Ukraine’s leading farmer Ukrlandfarming (ULF, UKRLAN) launched a consent solicitation to amend certain conditions of its USD 500 mln in Eurobonds on March 30. ULF is offering to pay only 1.25% in semi-annual coupon payments due March 26 and Sept. 26, 2016 (instead of the regular 5.4375% semi-annual coupons), with the rest to be capitalized.
Secondly, ULF is asking to waive a cross-default clause related to three loan facilities (with Intesa Sanpaolo, Export Development Canada, Sberbank & Deutsche Bank) until Oct. 31, 2016. ULF currently has overdue payments of EUR 1.6 mln to Intesa, USD 5.0 mln to EDC and USD 163.2 mln to Sberbank/DB, it reported.
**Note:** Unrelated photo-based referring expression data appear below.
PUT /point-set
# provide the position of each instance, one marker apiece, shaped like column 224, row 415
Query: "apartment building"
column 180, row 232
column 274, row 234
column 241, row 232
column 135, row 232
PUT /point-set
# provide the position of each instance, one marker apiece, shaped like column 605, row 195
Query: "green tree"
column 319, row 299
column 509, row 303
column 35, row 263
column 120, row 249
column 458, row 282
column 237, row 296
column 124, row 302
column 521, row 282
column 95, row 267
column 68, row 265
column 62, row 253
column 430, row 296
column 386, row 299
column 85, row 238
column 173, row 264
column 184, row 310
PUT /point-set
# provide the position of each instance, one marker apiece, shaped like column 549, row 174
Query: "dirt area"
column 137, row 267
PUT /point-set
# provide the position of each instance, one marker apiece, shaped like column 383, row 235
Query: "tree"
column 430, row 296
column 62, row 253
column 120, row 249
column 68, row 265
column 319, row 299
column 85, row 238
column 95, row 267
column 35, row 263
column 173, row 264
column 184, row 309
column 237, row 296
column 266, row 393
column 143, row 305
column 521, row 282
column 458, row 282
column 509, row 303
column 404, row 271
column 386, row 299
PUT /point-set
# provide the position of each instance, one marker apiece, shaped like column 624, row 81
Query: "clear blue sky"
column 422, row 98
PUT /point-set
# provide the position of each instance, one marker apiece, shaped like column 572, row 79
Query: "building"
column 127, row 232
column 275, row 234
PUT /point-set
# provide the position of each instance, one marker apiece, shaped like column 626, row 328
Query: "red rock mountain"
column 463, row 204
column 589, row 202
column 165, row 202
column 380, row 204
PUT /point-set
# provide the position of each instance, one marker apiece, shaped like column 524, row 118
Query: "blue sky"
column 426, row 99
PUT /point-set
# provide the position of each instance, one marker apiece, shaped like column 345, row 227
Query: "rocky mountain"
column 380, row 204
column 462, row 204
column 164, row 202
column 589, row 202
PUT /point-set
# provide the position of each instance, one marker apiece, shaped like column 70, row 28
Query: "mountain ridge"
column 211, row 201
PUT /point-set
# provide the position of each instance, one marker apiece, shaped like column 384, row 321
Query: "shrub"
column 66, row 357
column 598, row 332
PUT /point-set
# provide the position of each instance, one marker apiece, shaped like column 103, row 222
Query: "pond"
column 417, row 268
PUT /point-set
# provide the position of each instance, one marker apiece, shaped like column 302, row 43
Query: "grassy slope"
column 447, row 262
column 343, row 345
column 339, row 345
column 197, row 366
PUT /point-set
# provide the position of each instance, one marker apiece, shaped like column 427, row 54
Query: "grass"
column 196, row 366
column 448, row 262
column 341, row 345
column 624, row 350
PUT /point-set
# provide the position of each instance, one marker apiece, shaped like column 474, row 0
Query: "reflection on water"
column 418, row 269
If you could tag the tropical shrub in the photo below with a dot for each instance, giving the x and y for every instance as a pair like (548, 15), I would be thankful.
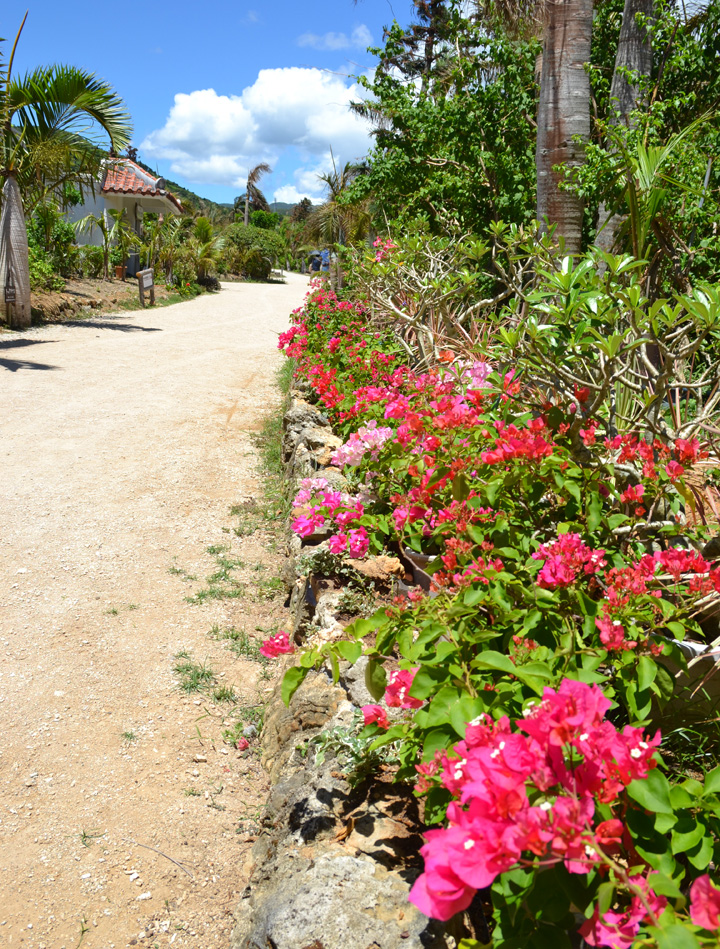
(568, 573)
(259, 248)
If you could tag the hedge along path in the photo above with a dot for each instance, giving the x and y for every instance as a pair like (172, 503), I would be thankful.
(124, 442)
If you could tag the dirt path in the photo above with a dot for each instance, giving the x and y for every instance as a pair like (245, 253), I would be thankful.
(123, 443)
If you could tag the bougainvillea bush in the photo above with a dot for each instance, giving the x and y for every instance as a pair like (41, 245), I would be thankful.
(529, 680)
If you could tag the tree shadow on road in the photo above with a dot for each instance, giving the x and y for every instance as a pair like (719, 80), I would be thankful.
(109, 325)
(14, 364)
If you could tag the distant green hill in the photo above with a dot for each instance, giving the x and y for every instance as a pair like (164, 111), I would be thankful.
(212, 209)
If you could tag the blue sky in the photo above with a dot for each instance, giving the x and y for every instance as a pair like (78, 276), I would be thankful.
(215, 87)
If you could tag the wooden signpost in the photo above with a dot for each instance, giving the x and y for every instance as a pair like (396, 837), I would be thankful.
(146, 282)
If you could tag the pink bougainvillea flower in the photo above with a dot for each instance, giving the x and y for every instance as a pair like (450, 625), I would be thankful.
(358, 543)
(277, 646)
(396, 694)
(337, 543)
(633, 493)
(375, 714)
(705, 903)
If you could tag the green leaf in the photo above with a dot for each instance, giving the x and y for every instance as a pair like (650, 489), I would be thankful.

Thirdly, ULF is asking to waive until May 27, 2016 the condition requiring that total assets (or the revenue) of all surety providers under the Eurobond should not be less than 75% of ULF’s consolidated total assets (revenue). All surety providers account for 69% of ULF’s fixed assets as of end-2015, according to ULF. Other amendments are related to limits to restricted payments, bans on payments with respect to share capital, and limits to capital expenditures to USD 75 mln p.a.
ULF said it will offer a 0.125% consent fee to the bondholder that will deliver electronic voting instructions by an April 19 deadline, provided the offered conditions are accepted by the majority of bondholders. The meeting of noteholders to vote for the decisions has been called for April 21. The quorum at the meeting is 75%, and 75% of the attendees need to support the resolution for it to be passed. ULF may also call an adjourned meeting for May 3 with a quorum of 25%.
Besides amending Eurobond conditions, ULF is planning to reschedule payment of USD 212 mln in loans due this year, as well as halve interest payments under the loans this year, as can be concluded from the holding’s cash flow guidance. In ULF’s base-case scenario, if all its restructuring efforts succeed, its end-2016 cash balance will be USD 17 mln (down from USD 39 mln as of end-2015). In case all of ULF’s restructuring efforts fail, its end-2016 cash deficit would be USD 282 mln.
Alexander Paraschiy: It looks that this offer to ULF noteholders is not the last one. From the holding’s memorandum, it’s clear that even if all the debt restructuring efforts are successful this year, it will have a cash deficit of USD 19 mln at the end of 2017, under the base-case operating assumptions. We maintain our bearish view on ULF bonds.